She walked down the long deep carpet to the door and looked in.
Lord Pastern sat before the fire. He had a revolver in his hands and appeared to be loading it.
For a few moments Carlisle hesitated. Then, in a voice that struck her as being pitched too high, she said: “What are you up to, Uncle George?”
He started and the revolver slipped in his hands and almost fell.
“Hullo,” he said. “Thought you’d forgotten me.”
She crossed the room and sat opposite him. “Are you preparing for burglars?” she said.

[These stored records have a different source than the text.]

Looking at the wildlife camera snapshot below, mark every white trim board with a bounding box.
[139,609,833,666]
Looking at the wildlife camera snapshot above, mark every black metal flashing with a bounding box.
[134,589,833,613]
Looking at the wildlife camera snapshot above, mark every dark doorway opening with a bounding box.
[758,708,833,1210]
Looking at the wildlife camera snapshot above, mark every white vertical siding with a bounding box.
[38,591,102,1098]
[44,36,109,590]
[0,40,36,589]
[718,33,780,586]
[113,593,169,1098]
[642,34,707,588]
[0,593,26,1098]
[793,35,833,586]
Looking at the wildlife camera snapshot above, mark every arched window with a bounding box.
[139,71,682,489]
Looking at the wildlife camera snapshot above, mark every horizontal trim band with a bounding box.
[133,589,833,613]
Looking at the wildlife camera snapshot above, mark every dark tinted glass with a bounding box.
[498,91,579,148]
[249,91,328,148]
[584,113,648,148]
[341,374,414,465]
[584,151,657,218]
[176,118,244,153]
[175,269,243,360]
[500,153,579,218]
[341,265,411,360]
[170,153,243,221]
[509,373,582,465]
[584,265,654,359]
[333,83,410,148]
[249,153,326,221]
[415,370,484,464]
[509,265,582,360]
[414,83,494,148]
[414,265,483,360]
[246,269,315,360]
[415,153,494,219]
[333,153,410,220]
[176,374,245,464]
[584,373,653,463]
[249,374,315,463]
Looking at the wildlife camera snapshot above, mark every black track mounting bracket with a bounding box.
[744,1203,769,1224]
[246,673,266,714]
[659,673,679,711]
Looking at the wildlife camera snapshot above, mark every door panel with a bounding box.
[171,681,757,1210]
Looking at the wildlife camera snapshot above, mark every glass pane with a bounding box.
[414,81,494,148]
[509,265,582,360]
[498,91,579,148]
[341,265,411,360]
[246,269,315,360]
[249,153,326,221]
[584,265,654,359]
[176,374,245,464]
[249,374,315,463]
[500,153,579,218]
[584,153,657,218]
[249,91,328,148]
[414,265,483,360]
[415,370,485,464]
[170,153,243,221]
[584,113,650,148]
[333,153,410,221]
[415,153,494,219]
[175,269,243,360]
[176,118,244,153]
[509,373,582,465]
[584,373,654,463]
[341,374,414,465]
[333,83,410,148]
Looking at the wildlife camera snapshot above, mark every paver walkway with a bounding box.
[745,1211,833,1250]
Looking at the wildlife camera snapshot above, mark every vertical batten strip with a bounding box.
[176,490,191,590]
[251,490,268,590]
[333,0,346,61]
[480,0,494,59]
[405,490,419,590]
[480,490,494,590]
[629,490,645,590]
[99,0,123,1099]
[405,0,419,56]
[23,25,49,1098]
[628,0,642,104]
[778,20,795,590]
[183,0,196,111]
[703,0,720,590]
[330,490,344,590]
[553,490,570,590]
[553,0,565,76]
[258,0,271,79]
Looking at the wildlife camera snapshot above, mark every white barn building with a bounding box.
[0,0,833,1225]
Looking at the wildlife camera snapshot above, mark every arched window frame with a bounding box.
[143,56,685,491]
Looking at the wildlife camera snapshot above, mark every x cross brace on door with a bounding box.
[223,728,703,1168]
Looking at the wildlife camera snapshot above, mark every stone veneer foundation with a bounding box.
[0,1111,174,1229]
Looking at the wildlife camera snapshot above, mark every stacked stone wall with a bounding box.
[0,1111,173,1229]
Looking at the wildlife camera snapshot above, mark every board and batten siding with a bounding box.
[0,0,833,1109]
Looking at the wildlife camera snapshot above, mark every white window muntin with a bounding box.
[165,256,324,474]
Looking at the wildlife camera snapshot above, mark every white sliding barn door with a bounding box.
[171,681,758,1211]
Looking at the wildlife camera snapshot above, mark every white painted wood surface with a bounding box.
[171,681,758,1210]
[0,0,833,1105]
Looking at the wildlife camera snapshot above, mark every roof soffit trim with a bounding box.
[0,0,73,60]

“No.” He gave her what Edward had once called one of his leery looks and added: “Although you might put it that way. I’m gettin’ ready for my big moment.” He jerked his hand towards a small table that stood at his elbow. Carlisle saw that a number of cartridges lay there. “Just goin’ to draw the bullets,” said Lord Pastern, “to make them into blanks, you know. I like to attend to things myself.”
“But what is your big moment?”
“You’ll see, to-night. You and Fée are to come. It ought to be a party. Who’s your best young man?”
“I haven’t got one.”
“Why not?”
“Arst yourself.”
“You’re too damn’ stand-offish, me gel. Wouldn’t be surprised if you had one of those things — Oedipus and all that. I looked into psychology when I was interested in companionate marriage.”
Lord Pastern inserted his eyeglass, went to his desk and rummaged in one of the drawers.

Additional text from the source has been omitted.